Que représente le paraphe manuscrit ?

Personne paraphant un document

Défini par l’apposition d’un signe manuscrit sur un document, le paraphe porte en son sens une valeur intelligible. L’alliance des initiales du signataire à chaque bas de page est inscrite dans nos mœurs.  Il nous parait tout à fait normal et légitime de devoir inscrire ses initiales sur chacune des pages qui régissent un acte.  Exprimant de manière tangible, le consentement mutuel de chacune des parties à l’égard d’un contenu de document, les paraphes assurent l’intégrité d’un document contractuel. Toutefois, il résulte de cette action un usage non assujetti à un devoir légal ou réglementaire.  Le recours aux paraphes valide essentiellement la prise de connaissance d’un document et de ses annexes dans son intégralité. Il permet parallèlement de garantir, suite à la validation d’un document contractuel par la signature, son intégrité en assurant la non destruction ou ajouts de pages intermédiaires.

Quels sont les enjeux d’un paraphe électronique ?

Personne signant un document électronique

Subordonnée par le témoignage d’un engagement mutuel, la signature électronique confère à un document une force probante.
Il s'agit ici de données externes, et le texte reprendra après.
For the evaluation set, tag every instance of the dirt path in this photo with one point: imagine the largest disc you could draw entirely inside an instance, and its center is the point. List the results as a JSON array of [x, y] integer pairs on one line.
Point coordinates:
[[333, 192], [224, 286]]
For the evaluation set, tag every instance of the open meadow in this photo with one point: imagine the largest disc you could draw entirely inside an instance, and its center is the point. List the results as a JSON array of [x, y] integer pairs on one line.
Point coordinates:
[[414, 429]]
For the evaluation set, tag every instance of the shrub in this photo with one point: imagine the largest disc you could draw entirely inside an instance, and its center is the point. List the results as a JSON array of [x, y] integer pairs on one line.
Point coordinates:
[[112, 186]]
Assurant une garantie équivalente à la signature manuscrite, elle répond à une procédure cryptographique exigeante et très stricte. Le paraphe intervient à double titre pour garantir l’intégrité d’un document et assurer une confiance numérique. À l’instar des paraphes dits manuscrits, les paraphes électroniques valident la prise de connaissance d’un document contractuel. En ce sens, seul le processus de signature électronique établi par un tiers de confiance certifié par l’état peut garantir l’authenticité d’un échange contractuel et l’intégrité d’un document sensible. Jusqu’à preuve contraire, la fiabilité d’un document signé et paraphé électroniquement est certifiée et irréfutable.

Comment apposer des paraphes électroniques ?

Paraphe électronique

Tout comme le graphe manifeste de la signature électronique, l’apposition des initiales d’un signataire en guise de paraphes n’est que la partie visible de l’Iceberg. En effet, seul le caractère électronique de ces derniers fait état de preuve. Derrière la mention visible d’initiales sur un contrat se profile un protocole rigoureux. Les paraphes ne peuvent apparaître sur un certificat électronique, si et seulement si, le signataire a signé électroniquement. En conséquence de quoi, le fait de scroller” un document et ses annexes permet de manière automatique l’inscription d’un paraphe. Cette action antérieure à la signature électronique prend effet à l’instant où la procédure est finalisée. Elle permet de garantir la lecture sensible d’un document contractuel dans son intégralité.

Par acte de validation électronique, un signataire soumet une empreinte indélébile irréfutable en justice. Au même titre que la signature manuscrite. Le paraphe électronique permet d’assurer la prise de connaissance intégrale d’un document contractuel. Toutefois, à l’instar du paraphe manuscrit, il ne peut être admis en tant que preuve. Seule la signature électronique établit le consentement mutuel.